I have a lot of heavy jobs which need to send throttled HTTP requests (2 requests/sec) and calculate the results based on the response values.
I use throttler to control the request rate, and use joblib to calculate the results on multi-processes:
import asyncio
from math import sqrt
import time
from joblib import Parallel, delayed
from throttler import throttle
@throttle(rate_limit=1, period=0.5)
async def request(i):
"""
Do nothing. Just sleep to mimic HTTP requests.
"""
time.sleep(0.3)
print(f"get response: {i} {time.time()}")
return i
def heavy_calculate(i):
"""
Just sqrt and square the number i for 30_000_000 times to mimik heavy job.

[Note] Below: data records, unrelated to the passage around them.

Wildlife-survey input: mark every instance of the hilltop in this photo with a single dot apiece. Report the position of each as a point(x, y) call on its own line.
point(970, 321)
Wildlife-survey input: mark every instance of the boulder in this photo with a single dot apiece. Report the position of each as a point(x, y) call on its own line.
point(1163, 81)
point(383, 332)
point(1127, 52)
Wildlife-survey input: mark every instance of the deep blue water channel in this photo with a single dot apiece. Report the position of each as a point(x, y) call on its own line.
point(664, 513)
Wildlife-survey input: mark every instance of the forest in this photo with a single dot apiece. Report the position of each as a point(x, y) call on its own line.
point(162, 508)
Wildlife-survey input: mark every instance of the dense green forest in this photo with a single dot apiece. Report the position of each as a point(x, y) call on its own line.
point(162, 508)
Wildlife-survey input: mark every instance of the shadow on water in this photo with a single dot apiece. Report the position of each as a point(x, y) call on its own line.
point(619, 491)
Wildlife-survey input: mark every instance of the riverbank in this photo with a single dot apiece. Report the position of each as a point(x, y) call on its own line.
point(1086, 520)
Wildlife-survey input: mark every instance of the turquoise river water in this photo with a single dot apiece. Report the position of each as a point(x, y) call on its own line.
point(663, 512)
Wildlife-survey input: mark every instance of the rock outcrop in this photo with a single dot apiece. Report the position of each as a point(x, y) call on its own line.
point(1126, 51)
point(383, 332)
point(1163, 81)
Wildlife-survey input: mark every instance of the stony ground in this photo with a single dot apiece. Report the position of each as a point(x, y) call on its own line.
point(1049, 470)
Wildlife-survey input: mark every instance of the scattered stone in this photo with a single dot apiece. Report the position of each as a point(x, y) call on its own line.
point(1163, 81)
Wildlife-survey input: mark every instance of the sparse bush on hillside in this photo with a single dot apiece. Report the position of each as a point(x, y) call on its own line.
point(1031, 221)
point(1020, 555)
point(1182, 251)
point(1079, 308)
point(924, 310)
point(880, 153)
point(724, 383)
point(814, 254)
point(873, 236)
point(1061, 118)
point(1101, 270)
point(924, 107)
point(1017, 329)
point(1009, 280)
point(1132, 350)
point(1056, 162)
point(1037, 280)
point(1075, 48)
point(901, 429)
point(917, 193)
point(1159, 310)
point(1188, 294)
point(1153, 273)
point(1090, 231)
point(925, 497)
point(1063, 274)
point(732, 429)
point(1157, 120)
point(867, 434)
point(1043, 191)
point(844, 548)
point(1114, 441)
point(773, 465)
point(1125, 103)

It takes about 2.1 sec for each call.
"""
n = i
for _ in range(30_000_000):
n = sqrt(n)
n = n ** 2
print(f"heavy_calculate: {n} {time.time()}")
return n
async def many_tasks(count: int):
print(f"=== START === {time.time()}")
with Parallel(n_jobs=-1) as parallel:
a = []
coros = [request(i) for i in range(count)]

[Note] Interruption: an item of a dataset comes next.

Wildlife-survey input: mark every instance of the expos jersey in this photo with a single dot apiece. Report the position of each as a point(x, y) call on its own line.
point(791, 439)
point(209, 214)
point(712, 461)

for coro in asyncio.as_completed(coros):
i = await coro
#! Note: this heavy_calculate will block the request rate too
results = heavy_calculate(i)
#! Try to using the following call instead, but it raises error "cannot unpack non-iterable function object"

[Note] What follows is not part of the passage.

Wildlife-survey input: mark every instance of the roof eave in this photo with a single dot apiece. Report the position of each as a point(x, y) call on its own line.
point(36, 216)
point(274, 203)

# results = parallel(delayed(heavy_calculate)(i))
a.append(results)
print(f"=== END === {time.time()}")
print(a)
# Start run
asyncio.run(many_tasks(10))
The above code shows two functions should be run:
request
: mimic HTTP requests which is throttled with 0.5 sec.heavy_calculate
: mimic CPU-bound calculation which will block other jobs.I want to call request
with throttling and run heavy_calculate
on multi-processes, but it shows error:
...
TypeError: cannot unpack non-iterable function object
Any suggestion?
You could use the AsyncIO loop.run_in_exectutor
function to execute the CPU intensive work on a multi-processing pool, avoiding blocking the event loop:
import asyncio
from math import sqrt
from concurrent.futures import ProcessPoolExecutor
from throttler import throttle
@throttle(rate_limit=1, period=0.5)
async def fetch(i: int) -> int:
await asyncio.sleep(0.3)
return i
def heavy_work(i: int) -> int:
for _ in range(30_000_000):
_ = sqrt(i) ** 2
return i
async def fetch_and_process(i: int, executor: ProcessPoolExecutor) -> int:
i = await fetch(i)
loop = asyncio.get_running_loop()
return await loop.run_in_executor(executor, heavy_work, i)
async def main():
with ProcessPoolExecutor() as executor:
results = await asyncio.gather(
*(fetch_and_process(i, executor) for i in range(20))
)
print(results)
if __name__ == "__main__":
asyncio.run(main())
This would run many fetch_and_process
concurrently within the throttling limit applied to the fetch instruction on as many CPU cores as available on your computer.
Note that your fetch
method has a flaw, you should use asyncio.sleep
to simulate network latency and not time.sleep
as the former will block the event loop.